Will Oil Make a Comeback?
When Will Oil Prices Ever Return to Higher Levels?
Will oil prices ever recover towards previous highs? Yes.
Will they increase soon? No one can answer that.
However, there are a few notable price-drivers (beyond just straight supply and demand) which could influence prices. Anyone who wants to trade oil, or buy and sell stocks linked to businesses in the industry, should keep an eye on these important oil influences and considerations.
China is Full:
China has been aggressively filling their strategic petroleum reserves (SPR) with massive amounts of oil.
Armadas of tanker ships, each holding a million barrels of crude, have been heading East to pump up China's "rainy day" oil reserves. All the while the nation was constructing new and larger holding tanks.

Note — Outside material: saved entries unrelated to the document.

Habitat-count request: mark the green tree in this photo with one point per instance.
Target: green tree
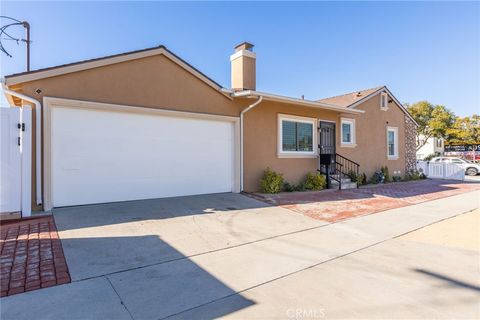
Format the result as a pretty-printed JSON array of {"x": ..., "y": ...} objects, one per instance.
[
  {"x": 433, "y": 121},
  {"x": 465, "y": 130}
]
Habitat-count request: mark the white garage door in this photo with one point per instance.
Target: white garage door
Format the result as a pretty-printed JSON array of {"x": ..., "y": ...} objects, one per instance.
[{"x": 105, "y": 156}]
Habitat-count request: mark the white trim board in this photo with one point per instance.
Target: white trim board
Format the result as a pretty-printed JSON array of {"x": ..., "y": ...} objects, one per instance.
[
  {"x": 380, "y": 90},
  {"x": 100, "y": 62},
  {"x": 51, "y": 103},
  {"x": 296, "y": 154}
]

Yet something just happened - China's SPR is near full, so that massive amount of demand will no longer be holding the market up. Other countries, from Pakistan to Malawi are also quickly able to top up their national tanks at these prices.

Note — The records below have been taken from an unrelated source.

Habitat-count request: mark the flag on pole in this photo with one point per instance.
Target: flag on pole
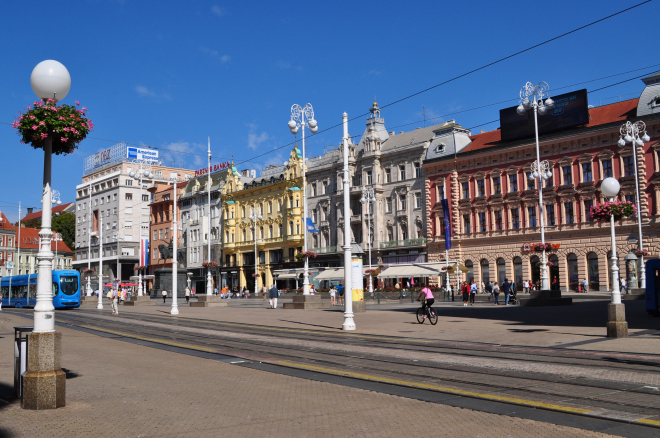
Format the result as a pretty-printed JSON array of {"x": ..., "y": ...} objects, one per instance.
[
  {"x": 310, "y": 226},
  {"x": 445, "y": 209}
]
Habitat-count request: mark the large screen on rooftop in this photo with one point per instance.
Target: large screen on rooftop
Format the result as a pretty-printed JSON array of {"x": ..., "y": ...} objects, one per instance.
[{"x": 571, "y": 109}]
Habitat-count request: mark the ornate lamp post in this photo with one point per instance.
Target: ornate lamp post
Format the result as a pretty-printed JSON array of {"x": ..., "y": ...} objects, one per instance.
[
  {"x": 369, "y": 199},
  {"x": 255, "y": 215},
  {"x": 635, "y": 133},
  {"x": 532, "y": 96},
  {"x": 349, "y": 322},
  {"x": 617, "y": 327},
  {"x": 142, "y": 171},
  {"x": 301, "y": 117}
]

U.S. Shale Oil and Fracking:
Much has been made about the U.S. shale oil boom. However, with these depressed crude prices over the last few years, many of the projects either can not make enough to sustain their operations, or can not secure further financing. In addition, most fracking wells use up the majority of their resource within the first year, and the output diminishes significantly from there.
Meanwhile, numerous wells are shutting down, because they are not feasible at current prices.
According to Forbes, in the last week the land rig count fell by 37, while horizontal rigs dropped by 30, which represents the largest weekly decline since early in 2015. Baker Hughes, which tracks total rigs in operation, shows a count of 664, which is a decrease of 1,086 from this time last year.
All this points to capitulation among drillers, caution from lenders, and significantly constrained supply. While oil prices could keep falling, they will eventually bounce back when demand outweighs the continuously diminishing supply.
Iran and Saudi Arabia:
Tensions continue to escalate between these Middle Eastern neighbors, over religious and ideological divides, as well as the conflicts arising in Syria and Yemen. The Saudi's have recalled their ambassadors, while shutting down all economic ties. The Iranians burned down the Saudi embassy in Tehran, and responded in kind to the economic and diplomatic relations.
Short of all-out-war, the way Iran and Saudi Arabia can agitate one another is through dropping oil prices. Each nation has been producing (or preparing to produce) to their heart's content, and they are both driving oil prices down indirectly (cutting off their nose to spite their face). This puts pressure on both of their economies.
Countdown to 2068:
According to data from numerous sources, British Petroleum among them, the entire planet has only about 53 years of oil left, at current consumption rates. The Official Oil Depletion Clock puts that time frame at 53 years, and 213 days.
While no one can know what the future holds, you can be relatively certain that oil prices will be depressed for a while. However, it is exactly those depressed prices which will result in production cuts and increased usage.
Eventually, as can be seen in many of these top oil and gas blogs, that constrained supply will eventually result in a demand shortfall, and subsequently higher prices once again.
When wolves eat most of the rabbits and deer, they starve and die off. Then, without predators, the rabbits and deer populations explode. This is similar to what will happen with oil prices.